Start from the decisions, not from the dashboards
A more practical starting point is to work backwards from the decisions that actually move your business, such as:
- Which customers and products are truly profitable after returns, rebates, and freight?
- Where are we at risk of stock-outs that would hurt key customers?
- Which marketing channels are generating customers who stay and buy again?
For each of these decisions, you can ask:
- What is the minimum set of metrics we need to see, every week, to make this call?
- Which systems do those metrics currently live in (ERP, WMS, e-commerce, CRM, spreadsheets)?
- Where are we re-typing or re-calculating the same values in multiple places?
Once the decision is clear, the role of data becomes simpler: not “everything, for everyone”, but “the right signals, reliably, for this decision”.
Building a thin but strong data spine
Most mid-market organisations do not need a full-blown data lake to get started. What they need is a thin but strong data spine that connects the few tables and fields that truly matter.
In practice, that often looks like:
- Identifying 2–3 critical flows (for example, order-to-cash, purchase-to-pay, and inventory movements).
- Defining shared, documented metrics for those flows: how revenue, cost, margin, and service levels are calculated.
- Engineering a small set of reliable data pipelines from your ERP, warehouse system, e-commerce platform and other key sources.
- Exposing those pipelines into a handful of curated views or dashboards that management actually uses.
The goal is not to centralise every piece of data on day one. It is to build a backbone strong enough that other analysis can safely hang off it.
Where software engineering and analytics work together
This is where our background in both software development and data analysis comes together.
On the engineering side, we focus on:
- Using APIs and integrations instead of fragile exports and uploads.
- Version-controlling data transformations, so changes are traceable and reversible.
- Embedding checks and alerts so anomalies are caught before they hit the board pack.
On the analytics side, we work with your finance and operations leads to:
- Align metric definitions so “margin”, “on-time”, and “customer value” mean the same thing across teams.
- Design reports that match how decisions are actually made, not how tables happen to be structured in the database.
- Turn recurring questions into stable, maintained views instead of one-off spreadsheets.

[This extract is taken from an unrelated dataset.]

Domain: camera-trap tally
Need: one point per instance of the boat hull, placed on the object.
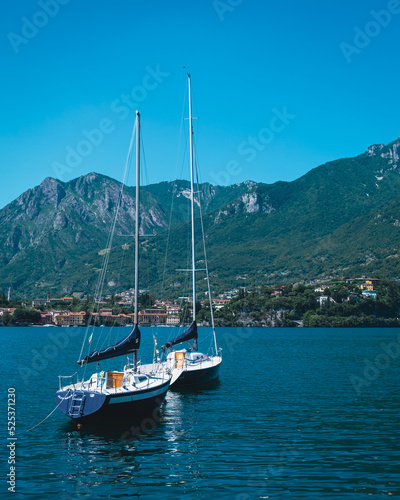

The output is not just nicer charts. It is a small but growing collection of decision-ready numbers that people can rely on.
What about AI and predictive models?
AI and advanced analytics have a role here, but again, they are most useful once the basics are in place.
With a clean data spine and agreed definitions, we can start to:
- Highlight orders or customers at risk based on past patterns.
- Flag margin erosion before it shows up in month-end results.
- Test simple “what if” scenarios on pricing, lead times, or reorder points.
The difference is that these models are built on top of numbers the business already trusts, rather than trying to “fix” bad data with more complex algorithms.
A more useful data conversation for leadership
For many leadership teams, the most valuable shift is not a particular tool or technology. It is a different kind of conversation about data.
Instead of asking:
- “Can we get another report that shows X by Y by Z?”
The questions become:
- “Which few numbers do we need to see every week to sleep better at night?”
- “Where are we still making big decisions based on unverified spreadsheets?”
- “What would it look like if our ERP, warehouse, and e-commerce systems all fed the same core metrics?”
If those questions resonate, the next step is usually not a new reporting tool. It is a focused effort to define shared metrics, engineer a reliable data backbone, and build a rhythm where decisions and numbers reinforce each other over time.